Wątek wysokiej inflacji pojawił się na czwartkowej (10 maja) konferencji prof. Adama Glapińskiego, szefa Nardowego Banku Polskiego oraz przewodniczącego Rady Polityki Pieniężnej, tradycyjnie zorganizowanej po decyzji RPP ws. stóp procentowych.
- Mówiłem w imieniu NBP od początku, że nasza inflacja nie była niczym szczególnym. Była bardzo charakterystyczna dla krajów Europy Środkowo-Wschodniej - powiedział szef NBP.
Dalsza część artykułu pod materiałem wideo
I dodał: - Byliśmy typowym krajem Europy Środkowo-Wschodniej, a w szerszym zakresie jesteśmy typowym krajem europejskim, jeśli chodzi o reakcję na wstrząsy energetyczne. Nic szczególnego nie powodowało w Polsce wysokiej inflacji, a w szczególności jakaś zła polityka.
Inflacja w Polsce na tle UE
Adam Glapiński przytoczył też ostatni, marcowy odczyt zharmonizowanego wskaźnika cen konsumpcyjnych HICP, przygotowanego przez Eurostat, europejskiego odpowiednika Głównego Urzędu Statystycznego.

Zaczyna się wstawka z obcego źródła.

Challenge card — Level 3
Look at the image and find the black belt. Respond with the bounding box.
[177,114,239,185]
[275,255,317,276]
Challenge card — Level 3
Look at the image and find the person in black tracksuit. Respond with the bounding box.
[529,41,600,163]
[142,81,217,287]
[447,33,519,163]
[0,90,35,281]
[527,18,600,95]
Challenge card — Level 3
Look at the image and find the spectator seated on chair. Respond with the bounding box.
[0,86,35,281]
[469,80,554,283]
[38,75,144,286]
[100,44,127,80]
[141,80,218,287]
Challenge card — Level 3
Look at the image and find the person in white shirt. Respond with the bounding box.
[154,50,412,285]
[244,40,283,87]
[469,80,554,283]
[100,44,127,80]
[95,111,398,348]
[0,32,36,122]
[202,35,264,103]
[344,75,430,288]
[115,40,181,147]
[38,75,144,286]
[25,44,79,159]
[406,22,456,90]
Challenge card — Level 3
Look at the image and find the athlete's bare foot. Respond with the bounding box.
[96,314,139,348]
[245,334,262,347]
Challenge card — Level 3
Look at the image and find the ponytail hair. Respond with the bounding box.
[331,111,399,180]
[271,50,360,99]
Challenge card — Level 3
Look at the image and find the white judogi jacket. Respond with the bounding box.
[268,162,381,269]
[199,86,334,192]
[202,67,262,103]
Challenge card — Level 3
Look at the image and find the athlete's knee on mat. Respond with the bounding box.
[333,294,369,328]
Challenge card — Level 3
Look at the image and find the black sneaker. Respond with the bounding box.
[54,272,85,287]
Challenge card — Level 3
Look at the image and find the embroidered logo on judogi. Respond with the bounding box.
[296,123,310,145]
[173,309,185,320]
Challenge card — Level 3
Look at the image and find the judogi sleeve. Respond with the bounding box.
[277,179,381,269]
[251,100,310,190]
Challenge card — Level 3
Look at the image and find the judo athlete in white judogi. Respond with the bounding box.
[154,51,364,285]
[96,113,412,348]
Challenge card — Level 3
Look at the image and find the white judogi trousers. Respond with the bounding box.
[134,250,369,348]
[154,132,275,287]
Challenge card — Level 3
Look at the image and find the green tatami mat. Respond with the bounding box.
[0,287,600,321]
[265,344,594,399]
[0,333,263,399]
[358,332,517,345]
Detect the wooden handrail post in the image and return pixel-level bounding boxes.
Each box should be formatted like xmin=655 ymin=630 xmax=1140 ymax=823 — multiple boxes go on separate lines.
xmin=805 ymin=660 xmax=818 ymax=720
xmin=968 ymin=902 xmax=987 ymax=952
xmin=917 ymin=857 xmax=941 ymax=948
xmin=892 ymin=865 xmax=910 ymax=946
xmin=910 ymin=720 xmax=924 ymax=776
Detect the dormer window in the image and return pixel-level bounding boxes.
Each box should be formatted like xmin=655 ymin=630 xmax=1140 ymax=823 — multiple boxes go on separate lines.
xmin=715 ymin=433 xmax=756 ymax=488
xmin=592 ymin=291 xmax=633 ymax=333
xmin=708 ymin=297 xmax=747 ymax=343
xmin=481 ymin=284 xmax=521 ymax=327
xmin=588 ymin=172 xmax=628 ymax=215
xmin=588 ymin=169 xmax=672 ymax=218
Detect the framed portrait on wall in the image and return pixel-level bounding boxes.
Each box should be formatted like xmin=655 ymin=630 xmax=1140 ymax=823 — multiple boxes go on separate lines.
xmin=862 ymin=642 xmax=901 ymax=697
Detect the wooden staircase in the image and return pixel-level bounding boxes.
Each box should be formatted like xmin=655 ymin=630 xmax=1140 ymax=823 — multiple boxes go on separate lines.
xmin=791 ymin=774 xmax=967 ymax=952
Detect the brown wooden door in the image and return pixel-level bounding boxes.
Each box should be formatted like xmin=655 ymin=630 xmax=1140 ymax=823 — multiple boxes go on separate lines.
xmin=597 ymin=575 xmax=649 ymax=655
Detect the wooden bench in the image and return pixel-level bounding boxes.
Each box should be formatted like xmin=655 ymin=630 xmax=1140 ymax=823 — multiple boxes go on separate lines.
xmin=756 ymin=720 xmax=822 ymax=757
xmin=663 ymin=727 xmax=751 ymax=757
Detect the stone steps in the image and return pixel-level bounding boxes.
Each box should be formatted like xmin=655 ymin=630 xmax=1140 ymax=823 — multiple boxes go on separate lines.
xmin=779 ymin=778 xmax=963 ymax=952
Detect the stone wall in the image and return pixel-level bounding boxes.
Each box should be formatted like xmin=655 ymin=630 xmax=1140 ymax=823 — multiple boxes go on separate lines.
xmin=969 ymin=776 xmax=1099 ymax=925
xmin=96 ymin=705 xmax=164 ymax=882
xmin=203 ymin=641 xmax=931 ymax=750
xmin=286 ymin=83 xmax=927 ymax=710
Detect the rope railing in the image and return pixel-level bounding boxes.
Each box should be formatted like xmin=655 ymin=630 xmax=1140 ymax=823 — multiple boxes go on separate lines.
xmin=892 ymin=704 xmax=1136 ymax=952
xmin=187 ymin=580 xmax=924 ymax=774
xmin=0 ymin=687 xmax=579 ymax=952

W naszym kraju wzrost wyniósł 2,7 proc. rok do roku. W całej Unii Europejskiej wskaźnik zatrzymał się na 2,6 proc., a w strefie euro - na 2,4 proc.
Inflacja HICP, a więc ta porównywalna dla UE, w Polsce kształtuje się na poziomie niemal równym średniej dla wszystkich krajów Unii. Nasza inflacja, jej poziom, jest niemal równy średniemu poziomowi inflacji w krajach UE - podkreślił Adam Glapiński.